Bishop Victor Powell is active in voting rights as pastor of the Rhema Word Cathedral in Albany, Georgia — in the heart of the state’s rural “Black Belt.”
He said the “Souls to the Polls” push on the final Sunday of early voting offers convenience. “You’ve got a ready-made audience that you can talk to and say, ‘Before you go to dinner, go to the polls.’ “
But Powell said he’s always encouraged his congregation and the broader community to use every available path to the franchise.
“We don’t wait until the last day” to vote, he said. “Anything can happen.”
Falsehoods persist
Georgia’s push to restrict paths to voting comes as Republicans around the country — led by Trump — continue to promote the falsehood of election fraud.
Speaking to activists over the weekend at the Conservative Political Action Conference, Trump repeatedly made false claims about the election and called for more restrictions, including proof of citizenship to cast a ballot and limits on mail-in voting.
This week, former Vice President Mike Pence joined the criticism, taking aim at a Democratic bill that passed in the US House of Representatives on Wednesday that would set uniform standards for voting. The bill, dubbed The For the People Act, would deliver the biggest overhaul to US election law in decades. Among other provisions, it would mandate automatic voter registration, expand mail-in voting and restore voting rights to former felons.
In an op-ed in The Daily Signal, Pence claimed the 2020 election was “marked by significant voting irregularities” and described the work under way in state legislatures as needed “reform to restore public confidence in state elections.”
There is no evidence of widespread voter fraud that would have changed the outcome of the 2020 election.
Allegations of voter fraud are “just code for historic Black turnout,” said Sherrell Byrd, who helps run SOWEGA Rising, a community organization in southwest Georgia.

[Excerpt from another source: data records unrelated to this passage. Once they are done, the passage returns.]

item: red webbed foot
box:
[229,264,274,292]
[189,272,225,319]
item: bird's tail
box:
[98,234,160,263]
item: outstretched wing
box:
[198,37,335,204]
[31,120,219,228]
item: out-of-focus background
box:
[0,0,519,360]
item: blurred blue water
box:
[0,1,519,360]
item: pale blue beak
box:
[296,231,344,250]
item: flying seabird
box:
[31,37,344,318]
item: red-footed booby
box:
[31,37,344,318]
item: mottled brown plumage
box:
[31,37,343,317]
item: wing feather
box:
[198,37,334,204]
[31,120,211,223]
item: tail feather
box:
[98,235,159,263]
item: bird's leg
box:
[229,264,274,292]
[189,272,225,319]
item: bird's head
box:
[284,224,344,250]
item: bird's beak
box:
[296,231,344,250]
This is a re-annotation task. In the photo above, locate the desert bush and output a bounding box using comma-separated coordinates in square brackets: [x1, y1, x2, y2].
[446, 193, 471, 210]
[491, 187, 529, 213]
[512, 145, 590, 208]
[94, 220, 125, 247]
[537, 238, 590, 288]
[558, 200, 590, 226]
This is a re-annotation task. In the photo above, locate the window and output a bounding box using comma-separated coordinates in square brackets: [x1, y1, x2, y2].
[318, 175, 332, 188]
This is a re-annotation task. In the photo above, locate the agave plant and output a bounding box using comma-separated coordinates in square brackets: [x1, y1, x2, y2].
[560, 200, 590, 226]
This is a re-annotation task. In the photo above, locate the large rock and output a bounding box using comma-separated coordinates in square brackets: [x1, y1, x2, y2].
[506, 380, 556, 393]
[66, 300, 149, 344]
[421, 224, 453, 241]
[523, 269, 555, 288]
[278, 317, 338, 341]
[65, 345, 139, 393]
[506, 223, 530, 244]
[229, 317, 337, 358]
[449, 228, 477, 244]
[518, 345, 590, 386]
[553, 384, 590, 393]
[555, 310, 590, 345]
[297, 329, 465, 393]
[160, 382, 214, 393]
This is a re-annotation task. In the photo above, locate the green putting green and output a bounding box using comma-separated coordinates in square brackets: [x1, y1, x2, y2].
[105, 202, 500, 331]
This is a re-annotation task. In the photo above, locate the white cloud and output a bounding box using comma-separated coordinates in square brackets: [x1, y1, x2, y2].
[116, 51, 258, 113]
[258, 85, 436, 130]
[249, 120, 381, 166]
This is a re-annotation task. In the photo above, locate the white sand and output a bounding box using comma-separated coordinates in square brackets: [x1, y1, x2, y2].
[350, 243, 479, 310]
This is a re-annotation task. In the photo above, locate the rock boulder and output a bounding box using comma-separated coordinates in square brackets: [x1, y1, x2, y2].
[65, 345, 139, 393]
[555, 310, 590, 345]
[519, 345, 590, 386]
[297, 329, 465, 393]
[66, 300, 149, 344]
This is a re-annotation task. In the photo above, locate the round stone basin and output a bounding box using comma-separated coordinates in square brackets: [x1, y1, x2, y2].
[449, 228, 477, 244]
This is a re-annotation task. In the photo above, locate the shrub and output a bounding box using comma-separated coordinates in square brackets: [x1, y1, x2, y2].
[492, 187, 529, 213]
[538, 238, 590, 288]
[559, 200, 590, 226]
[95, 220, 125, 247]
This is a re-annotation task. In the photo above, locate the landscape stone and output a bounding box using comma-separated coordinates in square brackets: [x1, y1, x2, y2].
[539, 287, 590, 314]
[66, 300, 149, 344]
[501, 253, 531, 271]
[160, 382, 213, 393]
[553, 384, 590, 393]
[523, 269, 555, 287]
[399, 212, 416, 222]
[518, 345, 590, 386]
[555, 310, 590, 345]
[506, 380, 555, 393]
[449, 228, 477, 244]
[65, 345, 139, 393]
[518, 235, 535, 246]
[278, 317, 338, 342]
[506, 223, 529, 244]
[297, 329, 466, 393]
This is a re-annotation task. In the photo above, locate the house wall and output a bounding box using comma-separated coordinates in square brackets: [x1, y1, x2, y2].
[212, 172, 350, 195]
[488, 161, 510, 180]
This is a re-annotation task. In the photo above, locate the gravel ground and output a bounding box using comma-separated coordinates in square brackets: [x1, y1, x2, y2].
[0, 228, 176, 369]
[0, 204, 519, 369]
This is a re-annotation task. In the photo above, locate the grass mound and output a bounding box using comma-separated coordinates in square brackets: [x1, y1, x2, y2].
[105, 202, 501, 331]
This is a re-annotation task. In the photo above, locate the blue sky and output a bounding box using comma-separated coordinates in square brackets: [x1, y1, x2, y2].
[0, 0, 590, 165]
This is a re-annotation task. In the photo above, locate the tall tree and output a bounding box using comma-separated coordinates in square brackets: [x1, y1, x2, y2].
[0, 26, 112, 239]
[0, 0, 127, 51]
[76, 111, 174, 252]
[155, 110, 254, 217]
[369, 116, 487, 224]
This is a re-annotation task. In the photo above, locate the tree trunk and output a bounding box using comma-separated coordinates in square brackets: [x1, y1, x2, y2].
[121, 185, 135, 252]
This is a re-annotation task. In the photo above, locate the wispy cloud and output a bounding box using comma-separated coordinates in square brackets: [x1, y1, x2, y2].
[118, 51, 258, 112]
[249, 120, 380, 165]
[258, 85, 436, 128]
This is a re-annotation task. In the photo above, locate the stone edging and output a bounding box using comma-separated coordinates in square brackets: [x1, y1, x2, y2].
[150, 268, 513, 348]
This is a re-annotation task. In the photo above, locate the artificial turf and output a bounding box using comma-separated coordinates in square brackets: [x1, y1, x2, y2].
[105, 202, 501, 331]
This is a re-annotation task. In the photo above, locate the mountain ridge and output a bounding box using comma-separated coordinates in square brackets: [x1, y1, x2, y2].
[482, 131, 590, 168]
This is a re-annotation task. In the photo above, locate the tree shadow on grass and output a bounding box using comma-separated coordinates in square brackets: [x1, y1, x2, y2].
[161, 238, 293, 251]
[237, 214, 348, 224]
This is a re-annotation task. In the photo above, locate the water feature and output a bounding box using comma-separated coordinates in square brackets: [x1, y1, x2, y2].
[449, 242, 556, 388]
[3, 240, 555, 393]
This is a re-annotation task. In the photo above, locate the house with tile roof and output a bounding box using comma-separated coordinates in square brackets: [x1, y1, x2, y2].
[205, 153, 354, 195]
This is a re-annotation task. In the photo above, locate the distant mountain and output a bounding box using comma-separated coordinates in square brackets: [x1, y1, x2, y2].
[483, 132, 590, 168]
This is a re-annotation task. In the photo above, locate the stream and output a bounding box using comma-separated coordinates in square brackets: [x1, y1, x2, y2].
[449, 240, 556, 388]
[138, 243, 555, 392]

“That’s what’s being attacked right now,” she said. “The things we fought for. That our grandparents were fighting for. They said, ‘Fine, we’ll give you those rights.’ We exercised those rights. We did what we were supposed to do, and it worked.”
“So, they continue to try to change the game,” Byrd said of Georgia lawmakers.
Black voters in Georgia helped propel Democrats to big wins.
Exit polls show 88% of the Black electorate supported Biden last November. And in January, Democratic Sens. Jon Ossoff and Raphael Warnock saw even bigger support, capturing 92% and 93% of the Black vote in their runoff elections, respectively.
Warnock, who won a special election, is on the ballot again in November 2022.
Faced with the barrage of bills moving through the Georgia legislature, activists are turning to other forms of public pressure.
This week, Black Voters Matters Fund launched an advertising effort with other voting-rights groups that calls on corporations in Georgia to speak out against the voting restrictions. And this weekend, the NBA is teaming with a group founded by Los Angeles Lakers superstar LeBron James to promote voting rights during Sunday’s All-Star Game in Atlanta.
Powell, the pastor from Albany, said he’s hopeful that Black voters in the state and elsewhere won’t retreat, even if Georgia’s proposed voting restrictions become law.
“An awakening has taken place, not only in places like Georgia, but in Pennsylvania and Wisconsin,” Powell said, ticking off battleground states that saw strong Black voter turnout last year. “People will find a way because they witnessed what happens when we get engaged and come together.”